Find the area of the quadrilaterals, the coordinates of whose vertices are$(-4, -2), (-3, -5), (3, -2), (2, 3)$

Given:

Vertices of a quadrilateral are $(-4, -2), (-3, -5), (3, -2), (2, 3)$.

To do:

We have to find the area of the quadrilateral.

Solution:

Let $A (-4, -2), B (-3, -5), C(3,-2)$ and $D (2, 3)$ be the vertices of a quadrilateral $ABCD$.
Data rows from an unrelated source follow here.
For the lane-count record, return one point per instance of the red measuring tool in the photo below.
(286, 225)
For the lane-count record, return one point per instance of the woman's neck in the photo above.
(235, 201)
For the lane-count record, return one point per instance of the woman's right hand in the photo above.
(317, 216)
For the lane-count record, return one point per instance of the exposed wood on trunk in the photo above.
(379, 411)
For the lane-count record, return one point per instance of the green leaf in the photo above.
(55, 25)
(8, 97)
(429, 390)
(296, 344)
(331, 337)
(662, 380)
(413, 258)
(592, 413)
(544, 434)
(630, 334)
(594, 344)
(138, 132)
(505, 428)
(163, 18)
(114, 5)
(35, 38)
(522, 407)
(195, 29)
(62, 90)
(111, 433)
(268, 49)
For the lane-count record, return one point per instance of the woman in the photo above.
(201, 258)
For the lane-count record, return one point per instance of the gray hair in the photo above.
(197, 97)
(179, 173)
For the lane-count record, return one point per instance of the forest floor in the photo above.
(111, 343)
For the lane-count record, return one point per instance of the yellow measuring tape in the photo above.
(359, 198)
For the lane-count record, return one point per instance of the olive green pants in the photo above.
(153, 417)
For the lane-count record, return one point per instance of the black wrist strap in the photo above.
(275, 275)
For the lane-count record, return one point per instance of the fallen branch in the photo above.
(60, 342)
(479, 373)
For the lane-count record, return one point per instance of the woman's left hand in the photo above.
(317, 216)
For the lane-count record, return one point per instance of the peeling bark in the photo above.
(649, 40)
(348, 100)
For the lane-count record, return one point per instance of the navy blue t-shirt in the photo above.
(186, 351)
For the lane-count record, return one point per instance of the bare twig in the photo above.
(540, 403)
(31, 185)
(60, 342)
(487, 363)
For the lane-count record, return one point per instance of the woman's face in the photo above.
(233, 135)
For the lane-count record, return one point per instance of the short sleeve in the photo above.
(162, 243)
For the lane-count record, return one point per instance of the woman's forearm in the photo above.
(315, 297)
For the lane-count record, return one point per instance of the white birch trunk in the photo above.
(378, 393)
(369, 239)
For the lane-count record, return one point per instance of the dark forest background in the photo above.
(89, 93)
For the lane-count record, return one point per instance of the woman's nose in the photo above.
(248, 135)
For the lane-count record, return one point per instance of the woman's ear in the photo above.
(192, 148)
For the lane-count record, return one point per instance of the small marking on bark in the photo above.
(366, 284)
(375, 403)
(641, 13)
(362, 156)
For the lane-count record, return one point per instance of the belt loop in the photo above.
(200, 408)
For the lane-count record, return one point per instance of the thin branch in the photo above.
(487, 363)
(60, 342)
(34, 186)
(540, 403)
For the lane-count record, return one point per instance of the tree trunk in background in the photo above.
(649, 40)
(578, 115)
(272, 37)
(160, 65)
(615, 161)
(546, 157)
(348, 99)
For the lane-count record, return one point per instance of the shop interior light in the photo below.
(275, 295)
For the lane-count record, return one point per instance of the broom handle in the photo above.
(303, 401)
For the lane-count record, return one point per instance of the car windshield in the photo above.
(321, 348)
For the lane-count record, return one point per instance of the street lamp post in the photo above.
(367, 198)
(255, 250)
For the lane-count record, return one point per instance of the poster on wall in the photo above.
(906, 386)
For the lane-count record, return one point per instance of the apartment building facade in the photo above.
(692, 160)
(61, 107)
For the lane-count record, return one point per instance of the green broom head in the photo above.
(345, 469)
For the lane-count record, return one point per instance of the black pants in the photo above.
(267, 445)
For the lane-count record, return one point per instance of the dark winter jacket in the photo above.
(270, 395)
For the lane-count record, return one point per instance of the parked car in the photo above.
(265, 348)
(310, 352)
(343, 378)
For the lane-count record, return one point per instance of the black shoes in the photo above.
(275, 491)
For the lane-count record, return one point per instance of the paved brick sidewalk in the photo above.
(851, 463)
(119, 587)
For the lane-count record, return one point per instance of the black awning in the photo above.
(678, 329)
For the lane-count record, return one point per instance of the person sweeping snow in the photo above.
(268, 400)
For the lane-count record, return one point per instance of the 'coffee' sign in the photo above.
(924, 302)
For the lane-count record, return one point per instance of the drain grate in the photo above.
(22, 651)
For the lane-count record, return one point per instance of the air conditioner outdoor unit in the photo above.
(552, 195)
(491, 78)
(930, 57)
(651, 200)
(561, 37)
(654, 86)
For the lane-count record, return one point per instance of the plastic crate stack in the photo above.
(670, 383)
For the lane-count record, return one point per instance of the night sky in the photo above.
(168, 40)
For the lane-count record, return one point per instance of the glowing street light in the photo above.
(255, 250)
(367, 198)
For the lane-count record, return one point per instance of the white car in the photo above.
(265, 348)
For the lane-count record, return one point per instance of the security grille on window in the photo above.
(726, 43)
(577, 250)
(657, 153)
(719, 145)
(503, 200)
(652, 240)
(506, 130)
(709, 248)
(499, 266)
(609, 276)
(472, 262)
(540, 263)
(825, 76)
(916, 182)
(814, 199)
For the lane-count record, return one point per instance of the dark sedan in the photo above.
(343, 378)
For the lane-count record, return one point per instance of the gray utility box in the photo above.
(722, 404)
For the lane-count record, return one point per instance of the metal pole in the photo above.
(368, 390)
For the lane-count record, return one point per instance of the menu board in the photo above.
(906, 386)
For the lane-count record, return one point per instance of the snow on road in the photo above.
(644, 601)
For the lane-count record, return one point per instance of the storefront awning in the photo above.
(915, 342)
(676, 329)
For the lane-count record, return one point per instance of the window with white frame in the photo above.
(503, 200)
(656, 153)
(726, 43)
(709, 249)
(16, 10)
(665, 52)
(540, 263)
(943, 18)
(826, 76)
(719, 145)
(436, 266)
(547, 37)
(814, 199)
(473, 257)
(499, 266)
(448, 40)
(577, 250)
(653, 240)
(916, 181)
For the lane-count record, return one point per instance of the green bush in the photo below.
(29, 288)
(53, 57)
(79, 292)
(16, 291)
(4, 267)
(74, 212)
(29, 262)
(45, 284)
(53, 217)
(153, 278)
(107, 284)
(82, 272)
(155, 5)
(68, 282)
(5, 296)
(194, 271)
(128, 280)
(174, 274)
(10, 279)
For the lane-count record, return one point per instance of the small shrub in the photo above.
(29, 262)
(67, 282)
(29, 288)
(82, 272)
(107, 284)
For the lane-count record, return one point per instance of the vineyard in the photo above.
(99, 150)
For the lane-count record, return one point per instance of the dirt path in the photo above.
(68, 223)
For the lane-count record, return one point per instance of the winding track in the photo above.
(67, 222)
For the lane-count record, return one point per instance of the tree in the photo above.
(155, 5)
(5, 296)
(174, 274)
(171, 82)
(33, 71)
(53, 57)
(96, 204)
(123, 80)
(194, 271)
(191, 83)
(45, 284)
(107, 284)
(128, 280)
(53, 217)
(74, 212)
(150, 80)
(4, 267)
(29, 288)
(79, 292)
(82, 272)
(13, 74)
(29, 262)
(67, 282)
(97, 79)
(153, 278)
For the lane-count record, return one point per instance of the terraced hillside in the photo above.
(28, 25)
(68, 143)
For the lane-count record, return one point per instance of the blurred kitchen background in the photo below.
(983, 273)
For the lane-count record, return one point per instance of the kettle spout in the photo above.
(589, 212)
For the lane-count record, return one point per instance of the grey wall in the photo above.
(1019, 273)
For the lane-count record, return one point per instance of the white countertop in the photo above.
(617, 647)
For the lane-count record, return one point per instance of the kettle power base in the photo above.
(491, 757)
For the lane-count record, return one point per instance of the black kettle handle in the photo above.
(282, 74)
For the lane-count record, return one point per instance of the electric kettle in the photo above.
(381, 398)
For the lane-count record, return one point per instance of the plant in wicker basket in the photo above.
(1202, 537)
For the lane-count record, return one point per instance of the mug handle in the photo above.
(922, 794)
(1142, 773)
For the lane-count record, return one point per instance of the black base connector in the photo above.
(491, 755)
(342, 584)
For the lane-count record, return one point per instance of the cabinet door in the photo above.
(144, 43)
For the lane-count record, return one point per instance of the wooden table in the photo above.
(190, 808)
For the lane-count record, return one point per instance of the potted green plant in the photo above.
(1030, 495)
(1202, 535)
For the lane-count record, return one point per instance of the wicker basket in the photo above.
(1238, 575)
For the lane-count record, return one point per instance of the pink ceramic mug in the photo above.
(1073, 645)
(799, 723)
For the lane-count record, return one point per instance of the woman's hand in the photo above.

Join $A$ and $C$ to get two triangles $ABC$ and $ADC$.

This implies,

Area of quadrilateral $ABCD=$ Area of triangle $ABC+$ Area of triangle $ADC$. 

We know that,

Area of a triangle with vertices $(x_1,y_1), (x_2,y_2), (x_3,y_3)$ is given by, 

Area of $\Delta=\frac{1}{2}[x_{1}(y_{2}-y_{3})+x_{2}(y_{3}-y_{1})+x_{3}(y_{1}-y_{2})]$

Therefore,

Area of triangle \( ABC=\frac{1}{2}[-4(-5+2)+(-3)(-2+2)+3(-2+5)] \)

\( =\frac{1}{2}[-4(-3)+(-3)0+3(3)] \)

\( =\frac{1}{2}[12+9] \)

\( =\frac{1}{2} \times 21 \)

\( =\frac{21}{2} \) sq. units.

Area of triangle \( ADC=\frac{1}{2}[-4(-2-3)+2(-2+2)+3(3+2)] \)

\( =\frac{1}{2}[-4(-5)+2(0)+3(5)] \)

\( =\frac{1}{2}[20+0+15] \)

\( =\frac{1}{2} \times 35 \)

\( =\frac{35}{2} \) sq. units.

Therefore,

The area of the quadrilateral $ABCD=\frac{21}{2}+\frac{35}{2}=\frac{21+35}{2}=\frac{56}{2}=28$ sq. units.

The area of the given quadrilateral is $28$ sq. units.